From PolicyMic

by Nick Recktenwald
Hollywood is nothing if not reactionary. Of course, all storytelling, no matter the medium, tends to be a reaction to experiences, a way of transforming the personal into the broadly intelligible.Yet Hollywood stands out from literature, music, and most television for its insistence on reacting to the same political and social stimuli for years, even decades. For all George Clooney’s myopic self-assurance that he works in a progressive business, women, African Americans, homosexuals, and other marginalized groups are often portrayed in major studio films as though the scripts were focus-grouped at the Republican National Convention. However, no group provides more fodder for Hollywood’s regressive stereotyping machine than Muslims, and this past year in cinema has shown that this is unlikely to change any time soon.
To wit: it has been nearly twelve years since 9/11 and more than thirty years since the Iranian hostage crisis, but two of the most lauded films from last year, Zero Dark Thirty and Argo — Best Picture finalist and Best Picture winner, respectively — displayed little, if any, new perspective on either event. Rather, both films explain the antagonism between the Western and Muslim world with the same unsophisticated finger-pointing popularized by George W. Bush: they hate our freedoms.

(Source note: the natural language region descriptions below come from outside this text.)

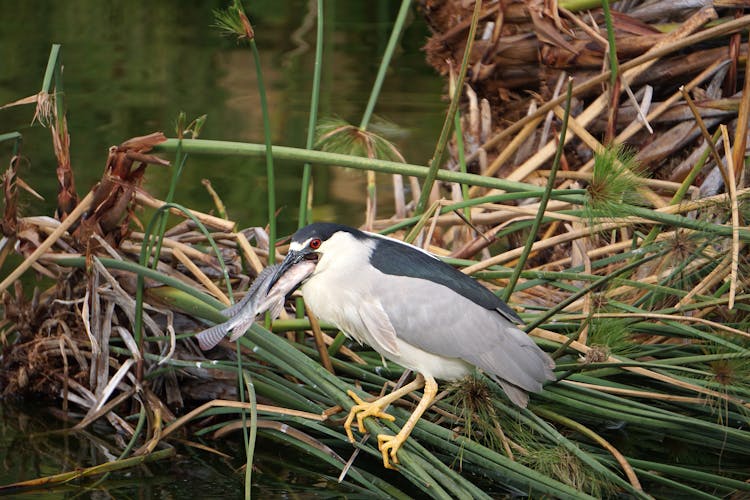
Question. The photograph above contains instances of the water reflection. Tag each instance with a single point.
(130, 68)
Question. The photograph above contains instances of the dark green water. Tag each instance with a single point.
(129, 69)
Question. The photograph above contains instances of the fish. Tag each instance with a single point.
(267, 293)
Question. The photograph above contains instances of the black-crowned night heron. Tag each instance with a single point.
(414, 310)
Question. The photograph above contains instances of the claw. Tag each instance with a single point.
(389, 446)
(362, 410)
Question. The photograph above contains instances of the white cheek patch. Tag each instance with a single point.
(296, 246)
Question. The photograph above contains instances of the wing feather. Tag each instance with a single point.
(433, 318)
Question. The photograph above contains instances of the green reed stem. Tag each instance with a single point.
(543, 201)
(442, 143)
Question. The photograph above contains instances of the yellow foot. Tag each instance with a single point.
(389, 446)
(362, 410)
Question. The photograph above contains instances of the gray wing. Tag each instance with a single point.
(432, 317)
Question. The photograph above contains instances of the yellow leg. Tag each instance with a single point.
(389, 445)
(363, 409)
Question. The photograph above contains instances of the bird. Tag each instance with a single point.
(417, 311)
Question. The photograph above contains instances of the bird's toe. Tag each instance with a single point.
(389, 446)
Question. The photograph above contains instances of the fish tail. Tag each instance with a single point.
(209, 337)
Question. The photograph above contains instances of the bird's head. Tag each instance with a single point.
(314, 242)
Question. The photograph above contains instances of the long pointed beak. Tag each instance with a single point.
(292, 258)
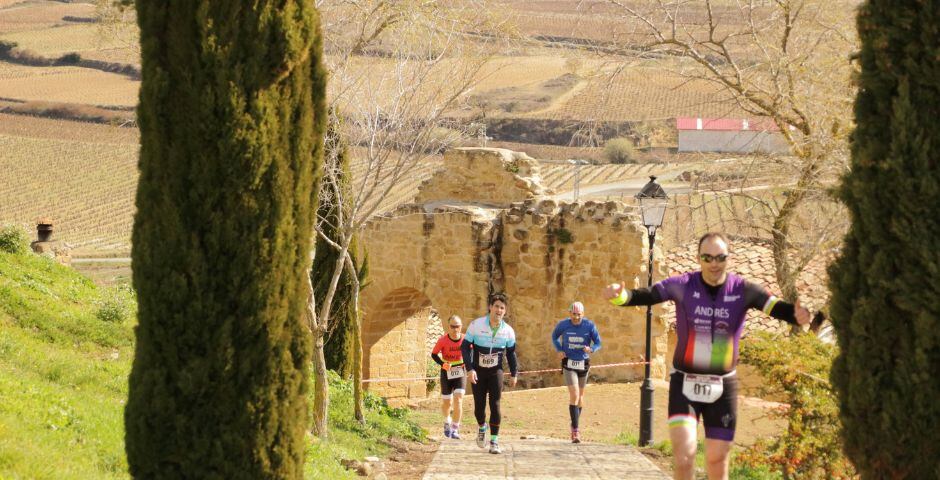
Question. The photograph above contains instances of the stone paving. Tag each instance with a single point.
(540, 458)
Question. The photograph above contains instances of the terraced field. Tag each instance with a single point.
(67, 84)
(645, 94)
(86, 187)
(25, 16)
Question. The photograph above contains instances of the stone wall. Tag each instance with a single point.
(556, 253)
(450, 252)
(445, 255)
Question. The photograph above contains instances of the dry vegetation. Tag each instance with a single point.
(84, 175)
(87, 187)
(67, 84)
(28, 16)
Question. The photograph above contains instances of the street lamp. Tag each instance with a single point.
(653, 200)
(577, 176)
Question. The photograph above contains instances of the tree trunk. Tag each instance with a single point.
(357, 343)
(321, 392)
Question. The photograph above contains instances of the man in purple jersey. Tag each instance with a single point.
(711, 305)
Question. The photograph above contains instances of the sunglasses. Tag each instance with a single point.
(720, 258)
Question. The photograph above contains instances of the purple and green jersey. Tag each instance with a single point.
(710, 320)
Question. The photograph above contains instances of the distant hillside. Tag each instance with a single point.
(64, 358)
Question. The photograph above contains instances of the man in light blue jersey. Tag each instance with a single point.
(575, 338)
(487, 341)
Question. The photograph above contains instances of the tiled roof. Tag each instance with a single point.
(754, 261)
(733, 124)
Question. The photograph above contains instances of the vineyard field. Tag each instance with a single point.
(34, 16)
(645, 94)
(57, 41)
(26, 126)
(67, 84)
(87, 188)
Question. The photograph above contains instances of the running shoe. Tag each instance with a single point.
(481, 437)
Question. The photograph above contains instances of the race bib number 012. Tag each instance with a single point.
(702, 388)
(489, 360)
(576, 364)
(455, 371)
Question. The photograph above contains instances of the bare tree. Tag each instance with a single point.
(786, 60)
(398, 68)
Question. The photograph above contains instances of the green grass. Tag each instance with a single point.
(63, 382)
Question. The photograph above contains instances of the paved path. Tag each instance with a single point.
(540, 458)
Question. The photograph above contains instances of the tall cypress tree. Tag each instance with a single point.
(886, 302)
(338, 343)
(231, 117)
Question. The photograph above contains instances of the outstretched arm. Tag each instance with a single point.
(621, 296)
(758, 297)
(556, 340)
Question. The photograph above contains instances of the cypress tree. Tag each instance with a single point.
(886, 303)
(231, 117)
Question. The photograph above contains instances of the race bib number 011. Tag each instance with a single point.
(576, 364)
(455, 371)
(489, 360)
(702, 388)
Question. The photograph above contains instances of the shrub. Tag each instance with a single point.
(13, 239)
(115, 305)
(811, 448)
(620, 150)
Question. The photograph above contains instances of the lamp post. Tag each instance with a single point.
(653, 200)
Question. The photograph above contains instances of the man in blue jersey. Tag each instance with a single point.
(575, 338)
(487, 341)
(711, 305)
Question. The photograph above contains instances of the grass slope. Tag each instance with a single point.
(63, 382)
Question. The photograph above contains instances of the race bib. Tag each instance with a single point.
(702, 388)
(455, 371)
(575, 364)
(489, 360)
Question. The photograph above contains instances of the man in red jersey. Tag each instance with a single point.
(453, 375)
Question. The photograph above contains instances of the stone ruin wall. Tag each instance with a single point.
(450, 253)
(557, 253)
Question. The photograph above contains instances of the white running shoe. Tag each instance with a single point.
(481, 437)
(494, 448)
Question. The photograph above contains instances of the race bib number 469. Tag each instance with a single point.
(702, 388)
(576, 364)
(455, 371)
(489, 360)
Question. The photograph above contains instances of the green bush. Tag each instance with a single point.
(620, 150)
(13, 239)
(811, 448)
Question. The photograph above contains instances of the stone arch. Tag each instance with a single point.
(394, 340)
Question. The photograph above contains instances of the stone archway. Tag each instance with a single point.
(394, 343)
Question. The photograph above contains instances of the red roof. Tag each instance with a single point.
(734, 124)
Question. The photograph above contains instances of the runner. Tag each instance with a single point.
(711, 305)
(488, 340)
(575, 338)
(453, 375)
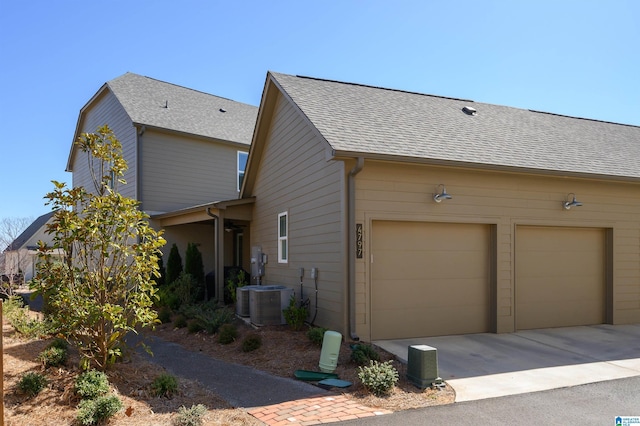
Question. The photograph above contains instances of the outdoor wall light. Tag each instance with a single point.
(442, 195)
(573, 203)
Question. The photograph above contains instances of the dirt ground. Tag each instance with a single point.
(283, 351)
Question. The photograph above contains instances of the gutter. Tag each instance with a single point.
(351, 223)
(216, 247)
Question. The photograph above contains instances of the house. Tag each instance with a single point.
(183, 147)
(21, 256)
(425, 215)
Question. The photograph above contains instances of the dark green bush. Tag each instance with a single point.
(195, 326)
(91, 384)
(378, 378)
(251, 342)
(174, 265)
(316, 335)
(32, 383)
(361, 354)
(180, 321)
(53, 357)
(94, 411)
(164, 314)
(228, 333)
(165, 385)
(59, 343)
(193, 416)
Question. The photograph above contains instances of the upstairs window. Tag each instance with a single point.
(242, 164)
(283, 237)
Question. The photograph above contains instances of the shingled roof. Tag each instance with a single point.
(155, 103)
(31, 230)
(383, 123)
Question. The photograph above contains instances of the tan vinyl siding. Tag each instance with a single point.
(295, 177)
(179, 172)
(403, 192)
(107, 110)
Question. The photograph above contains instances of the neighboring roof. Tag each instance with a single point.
(155, 103)
(31, 230)
(359, 120)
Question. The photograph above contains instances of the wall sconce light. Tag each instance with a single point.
(573, 203)
(442, 195)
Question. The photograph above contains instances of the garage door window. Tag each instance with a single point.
(283, 237)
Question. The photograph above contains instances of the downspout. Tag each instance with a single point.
(351, 221)
(216, 262)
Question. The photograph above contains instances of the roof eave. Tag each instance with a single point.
(340, 155)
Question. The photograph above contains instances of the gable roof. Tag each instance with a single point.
(31, 230)
(154, 103)
(373, 122)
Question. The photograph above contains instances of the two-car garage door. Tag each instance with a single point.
(431, 279)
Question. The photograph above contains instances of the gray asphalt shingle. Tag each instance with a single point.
(376, 121)
(156, 103)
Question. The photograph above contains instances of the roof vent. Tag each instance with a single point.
(469, 110)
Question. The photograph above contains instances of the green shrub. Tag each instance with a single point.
(165, 385)
(251, 342)
(316, 335)
(361, 354)
(195, 326)
(378, 378)
(168, 297)
(94, 411)
(174, 265)
(164, 314)
(193, 416)
(228, 334)
(209, 315)
(52, 357)
(17, 314)
(295, 315)
(59, 343)
(32, 383)
(91, 384)
(180, 321)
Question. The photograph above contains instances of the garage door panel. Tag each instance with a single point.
(560, 277)
(425, 274)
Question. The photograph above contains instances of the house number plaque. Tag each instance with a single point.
(359, 249)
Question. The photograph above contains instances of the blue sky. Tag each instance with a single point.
(572, 57)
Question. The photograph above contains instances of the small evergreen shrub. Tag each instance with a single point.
(180, 321)
(32, 383)
(228, 334)
(316, 335)
(53, 357)
(174, 265)
(295, 315)
(251, 342)
(94, 411)
(59, 343)
(378, 378)
(361, 354)
(164, 385)
(91, 384)
(164, 314)
(193, 416)
(195, 326)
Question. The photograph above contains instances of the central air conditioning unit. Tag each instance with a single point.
(267, 302)
(242, 299)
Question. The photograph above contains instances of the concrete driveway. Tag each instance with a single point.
(482, 366)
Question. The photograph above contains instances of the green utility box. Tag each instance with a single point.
(422, 366)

While it may make for an easy catchphrase, it obviates the West’s history of imperialism, political subversion, and exploitation throughout the Middle East. In Zero Dark Thirty, for example, Muslim characters are presented as an undifferentiated mass of enemies, bearded or burqa’d objects to be mined — through torture — for information about Osama Bin Laden.

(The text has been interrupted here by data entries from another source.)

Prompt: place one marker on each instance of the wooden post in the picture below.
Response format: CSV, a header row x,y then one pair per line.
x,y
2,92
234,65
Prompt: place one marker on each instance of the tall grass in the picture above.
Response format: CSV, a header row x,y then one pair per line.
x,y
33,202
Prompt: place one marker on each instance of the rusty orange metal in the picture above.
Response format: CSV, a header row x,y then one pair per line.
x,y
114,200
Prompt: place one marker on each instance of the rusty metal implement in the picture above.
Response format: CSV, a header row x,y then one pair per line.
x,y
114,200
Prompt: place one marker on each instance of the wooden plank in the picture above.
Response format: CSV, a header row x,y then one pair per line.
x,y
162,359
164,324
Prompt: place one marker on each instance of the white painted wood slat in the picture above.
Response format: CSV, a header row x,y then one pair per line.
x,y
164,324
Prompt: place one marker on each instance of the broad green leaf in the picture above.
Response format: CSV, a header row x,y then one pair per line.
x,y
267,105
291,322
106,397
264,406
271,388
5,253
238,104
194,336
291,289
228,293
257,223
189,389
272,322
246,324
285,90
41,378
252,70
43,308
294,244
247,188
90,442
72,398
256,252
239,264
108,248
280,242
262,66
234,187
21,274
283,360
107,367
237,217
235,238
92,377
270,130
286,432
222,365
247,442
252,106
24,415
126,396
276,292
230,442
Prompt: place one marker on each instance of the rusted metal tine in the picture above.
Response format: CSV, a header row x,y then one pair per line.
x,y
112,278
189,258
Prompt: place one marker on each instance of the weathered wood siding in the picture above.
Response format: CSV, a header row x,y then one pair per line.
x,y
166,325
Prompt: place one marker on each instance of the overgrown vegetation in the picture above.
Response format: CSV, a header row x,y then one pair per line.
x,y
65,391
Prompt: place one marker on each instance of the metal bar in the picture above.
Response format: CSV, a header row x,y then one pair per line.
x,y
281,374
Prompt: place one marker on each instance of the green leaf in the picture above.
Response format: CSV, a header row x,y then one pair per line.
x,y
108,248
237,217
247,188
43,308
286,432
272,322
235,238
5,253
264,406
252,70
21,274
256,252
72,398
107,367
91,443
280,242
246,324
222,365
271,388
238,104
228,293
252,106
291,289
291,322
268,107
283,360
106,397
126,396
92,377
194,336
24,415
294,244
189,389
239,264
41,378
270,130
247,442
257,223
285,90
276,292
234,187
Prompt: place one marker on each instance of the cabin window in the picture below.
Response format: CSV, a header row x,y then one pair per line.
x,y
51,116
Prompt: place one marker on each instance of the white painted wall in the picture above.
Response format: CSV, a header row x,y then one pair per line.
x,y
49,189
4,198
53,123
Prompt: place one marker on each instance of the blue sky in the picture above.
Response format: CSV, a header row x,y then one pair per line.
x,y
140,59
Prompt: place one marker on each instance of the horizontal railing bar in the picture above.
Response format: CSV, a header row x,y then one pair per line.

Their reasons for fighting are unimportant; they have no agency. On the other hand, Argo delivers an initial, brief justification for the Iranian storming of the U.S. Embassy: revenge for America’s support of the tyrannical Shah. Then the film devolves into a deluge of images of Muslim men and women frothing for violence and hoisting AK-47s. Indeed, nearly every Muslim character either film lingers on for more than a frame not only hates America, but also hates it indiscriminately. This creates the impression that the entire Muslim world is barbaric, and is barbaric because of Islam.
Now, my purpose here is not to absolve Osama Bin Laden or the Ayatollah of their sins; certainly, unforgivable atrocities have been committed in the name of Allah, just as American forces have carried out unforgivable atrocities for “God and Country.” The difference that Hollywood often perpetuates is that the latter forces are working for a greater good, while the motivation of the entire Muslim world is both singular and totalitarian. Certain films, like the excellent Syriana, complicate this dichotomy and suggest that not only do progressive Muslims exist, but also that America’s justification for military intervention in the Middle East — “spreading democracy” — rings just as hollow as that “they hate our freedom” sound bite. Yet Syriana is the exception and not the rule (see also: the underrated Kingdom of Heaven delivers a fairly nuanced depiction of the Crusades, one of the least nuanced conflicts in human history.).
In general, Muslims in Hollywood cinema exist as one-dimensional characters: ignorant menaces hell-bent on kidnapping or killing as many Westerners in service of their exotic, violent god.Edward Said famously coined the term “Orientalism” to describe the cultural practice of transforming those from eastern cultures — both Asian and Middle Eastern — into the Other. Orientalism in film presents exotic characters created from a Western political and social bias to simultaneously elicit a strong reaction against Eastern culture while reaffirming American and European values. Simply put: white hero defeats a nameless horde of copper-skinned bad guys, and white audience feels better about itself.